O Centro é um laboratório de teatro contemporâneo, atualmente sediado no Teatro Gláucio Gill, em Copacabana, cedido pelo governo estadual, cujo secretário de Cultura, professor Edmundo Muniz, tem procurado apoiar o trabalho do grupo. "A nossa luta é para continuar no Teatro, mas para isso o governo deveria ter uma política de cultura, e isso é coisa difícil. Os funcionários são cedidos pelo Estado, mas os atores não têm nenhum vínculo." Suzana e Aderbal são professores universitários, na Faculdade de Letras da UFRJ. Cada ator, além do trabalho na peça, cuida também da produção e da divulgação e faz seu serviço de "operário": faxina, bilheteria... Por tudo isso, como a temporada está boa, receberam este mês 350 mil cruzeiros!
Celebridades
Pergunto se as "celebridades" - Cláudio Marzo, Emiliano Queiroz, Rogério Fróes - atores convidados, também trabalham neste mesmo sistema. Suzana toma Cláudio Marzo como exemplo: "ele faz o Getúlio desde o início, com um envolvimento total: ele se sente Getúlio, ele vive Getúlio. É muito amigo do Aderbal. Ele tem uma ideologia de trabalho, uma ideologia política; só faz o que acredita. É um ator muito sensível. Sai do sítio dele, desce a serra todo o dia para fazer o espetáculo. Está ganhando abaixo do mercado, cerca de 1500 mil.”

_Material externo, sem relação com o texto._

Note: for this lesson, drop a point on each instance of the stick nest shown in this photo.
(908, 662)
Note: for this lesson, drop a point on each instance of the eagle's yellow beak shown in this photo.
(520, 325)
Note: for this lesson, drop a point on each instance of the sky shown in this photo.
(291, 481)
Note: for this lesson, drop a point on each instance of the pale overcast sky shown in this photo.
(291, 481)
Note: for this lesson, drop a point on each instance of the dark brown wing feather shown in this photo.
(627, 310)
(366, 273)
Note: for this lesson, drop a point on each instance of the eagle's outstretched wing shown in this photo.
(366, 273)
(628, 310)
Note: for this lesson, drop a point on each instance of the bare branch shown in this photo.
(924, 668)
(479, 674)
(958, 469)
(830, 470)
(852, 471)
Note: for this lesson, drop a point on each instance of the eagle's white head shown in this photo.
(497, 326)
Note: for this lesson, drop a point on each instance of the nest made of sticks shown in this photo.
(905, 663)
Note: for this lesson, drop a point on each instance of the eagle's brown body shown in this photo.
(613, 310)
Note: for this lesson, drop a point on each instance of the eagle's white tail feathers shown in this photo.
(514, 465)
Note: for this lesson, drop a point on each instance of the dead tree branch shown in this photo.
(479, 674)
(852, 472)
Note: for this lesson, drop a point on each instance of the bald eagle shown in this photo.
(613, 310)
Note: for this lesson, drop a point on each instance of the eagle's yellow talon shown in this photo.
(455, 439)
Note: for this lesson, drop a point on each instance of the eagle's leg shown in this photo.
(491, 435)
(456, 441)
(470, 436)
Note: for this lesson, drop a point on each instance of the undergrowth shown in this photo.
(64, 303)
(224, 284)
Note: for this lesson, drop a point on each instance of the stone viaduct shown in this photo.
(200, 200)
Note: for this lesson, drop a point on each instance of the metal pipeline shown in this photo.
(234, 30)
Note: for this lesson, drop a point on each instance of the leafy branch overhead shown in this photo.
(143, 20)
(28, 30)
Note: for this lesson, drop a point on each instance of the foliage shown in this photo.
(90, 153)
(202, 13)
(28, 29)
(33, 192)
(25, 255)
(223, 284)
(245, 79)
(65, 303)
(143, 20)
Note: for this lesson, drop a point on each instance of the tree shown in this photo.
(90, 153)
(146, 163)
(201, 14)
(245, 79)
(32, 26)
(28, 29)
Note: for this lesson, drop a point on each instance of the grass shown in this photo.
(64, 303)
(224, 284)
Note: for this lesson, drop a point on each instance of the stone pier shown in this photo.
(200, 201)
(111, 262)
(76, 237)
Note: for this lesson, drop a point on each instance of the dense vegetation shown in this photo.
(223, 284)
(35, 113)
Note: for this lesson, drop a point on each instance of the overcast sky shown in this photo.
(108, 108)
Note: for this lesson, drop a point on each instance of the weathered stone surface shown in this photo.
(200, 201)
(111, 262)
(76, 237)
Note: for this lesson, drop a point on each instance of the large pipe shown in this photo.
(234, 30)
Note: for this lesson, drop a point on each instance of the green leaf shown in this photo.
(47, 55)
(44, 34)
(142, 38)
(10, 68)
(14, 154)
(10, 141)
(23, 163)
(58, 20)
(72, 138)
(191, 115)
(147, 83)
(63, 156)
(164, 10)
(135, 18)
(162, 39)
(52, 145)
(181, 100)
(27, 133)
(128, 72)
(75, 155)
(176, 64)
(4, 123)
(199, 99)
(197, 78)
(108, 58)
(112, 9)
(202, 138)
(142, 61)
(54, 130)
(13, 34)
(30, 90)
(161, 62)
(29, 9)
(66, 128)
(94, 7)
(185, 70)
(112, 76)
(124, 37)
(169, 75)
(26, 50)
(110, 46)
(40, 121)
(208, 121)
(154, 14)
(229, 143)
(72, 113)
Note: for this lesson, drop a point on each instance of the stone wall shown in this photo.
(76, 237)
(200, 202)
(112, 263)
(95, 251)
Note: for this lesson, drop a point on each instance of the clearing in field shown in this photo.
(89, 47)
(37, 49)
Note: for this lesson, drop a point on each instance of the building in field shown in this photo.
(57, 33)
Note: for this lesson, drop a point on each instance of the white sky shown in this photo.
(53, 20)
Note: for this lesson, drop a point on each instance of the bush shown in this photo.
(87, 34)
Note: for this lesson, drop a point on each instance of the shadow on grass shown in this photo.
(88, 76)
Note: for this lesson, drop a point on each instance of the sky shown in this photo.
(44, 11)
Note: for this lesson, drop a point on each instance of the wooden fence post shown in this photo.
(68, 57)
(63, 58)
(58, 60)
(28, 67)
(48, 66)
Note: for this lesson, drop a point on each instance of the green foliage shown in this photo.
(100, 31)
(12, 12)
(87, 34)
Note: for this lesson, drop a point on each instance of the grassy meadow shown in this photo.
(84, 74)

Aderbal: a dimensão trágica da política
A cada momento, a conversa volta ao Aderbal. Em Getúlio Vargas, além de diretor e de ator, ele escreveu o texto, junto com Carlos Eduardo Novaes (foi de Novaes a ideia do local, o Palácio do Catete, reforçando a autenticidade), e foi parceiro de Nico Nicolaiewsky na composição das canções. No Centro, "a vontade como princípio da ação" é o seu lema: se você tem vontade (Suzana às vezes diz "desejo" em lugar de "vontade"), você faz!
Depois de uma carreira vitoriosa no teatro comercial, Aderbal luta agora por um ideal de política cultural. Afinal, ele sabe (porque é ele mesmo quem diz) que "o teatro apenas revela a dimensão trágica da política. Fora do Palácio, o Brasil ainda é a mesma peça."